Posted On: Apr 19, 2023

AWS Lake Formation and the Glue Data Catalog now extend data cataloging, data sharing and fine-grained access control support for customers using a self-managed Apache Hive Metastore (HMS) as their data catalog. Previously, customers had to replicate their metadata into the AWS Glue Data Catalog in order use Lake Formation permissions and data sharing capabilities. Now, customers can integrate their HMS metadata within AWS, allowing them to discover data alongside native tables in the Glue data catalog, manage permissions and sharing from Lake Formation, and query data using AWS analytics services.
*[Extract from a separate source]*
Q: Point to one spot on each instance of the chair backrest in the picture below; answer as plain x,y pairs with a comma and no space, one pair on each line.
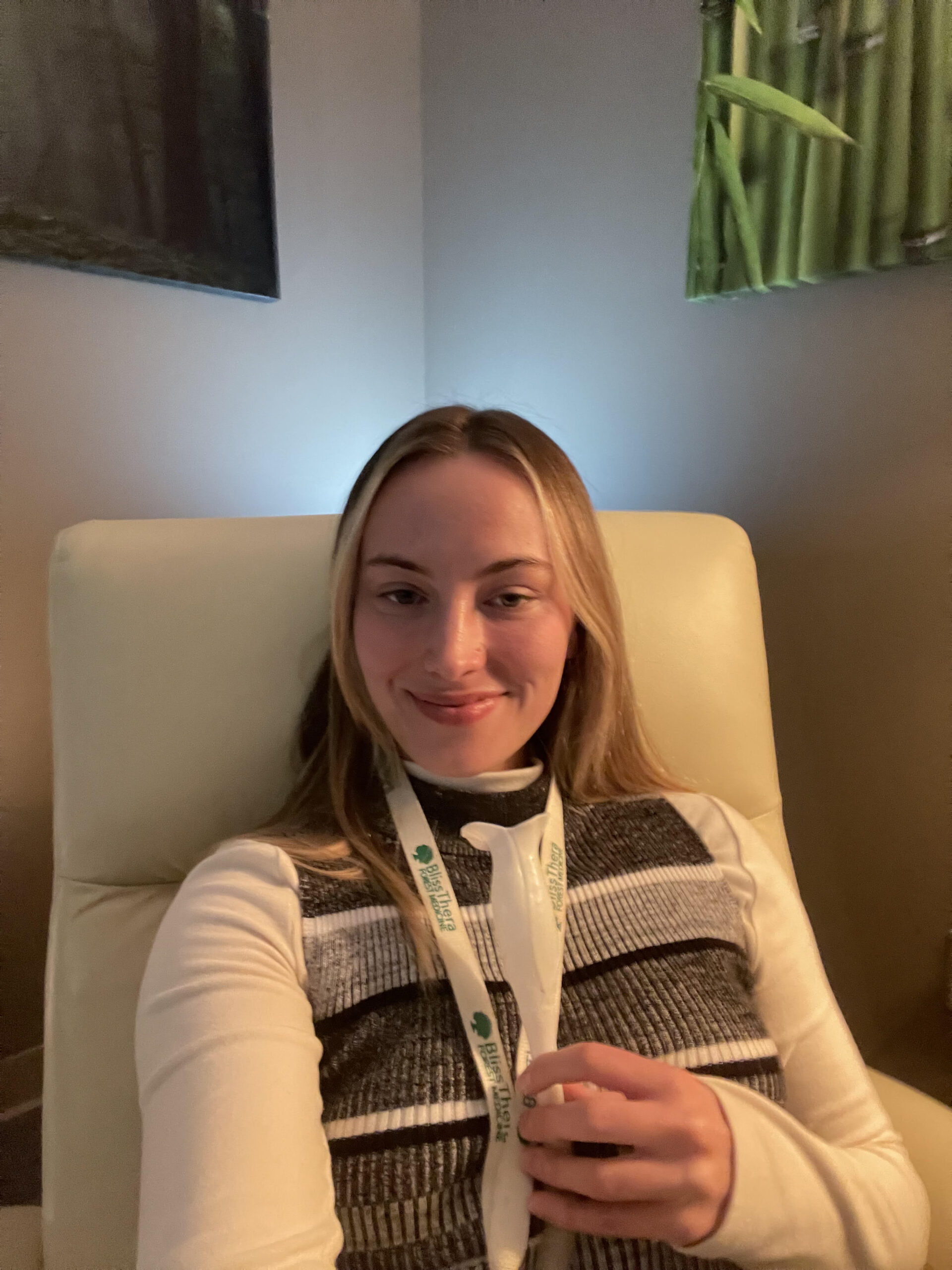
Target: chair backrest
182,652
To get started, customers using this feature will need to connect their HMS databases and tables as federation objects into their AWS Glue Data Catalog. Customers can then grant Lake Formation column, tag, and data filter permissions on tables as if they were native AWS Glue Data Catalog tables. These permissions are then applied whenever those tables are queried by Lake Formation supported AWS services, simplifying the management of unified data access controls. Finally, customers can audit access and permissions on their HMS resources using AWS CloudTrail logs generated on all data and metadata access events.

To help customers get started querying their HMS resources, AWS Lake Formation provides an open source Serverless Application Model (SAM) application to provision the required resources.

For additional details, please refer to Managing permissions on datasets that use external metastores. This feature is available in all AWS regions where AWS Lake Formation is available.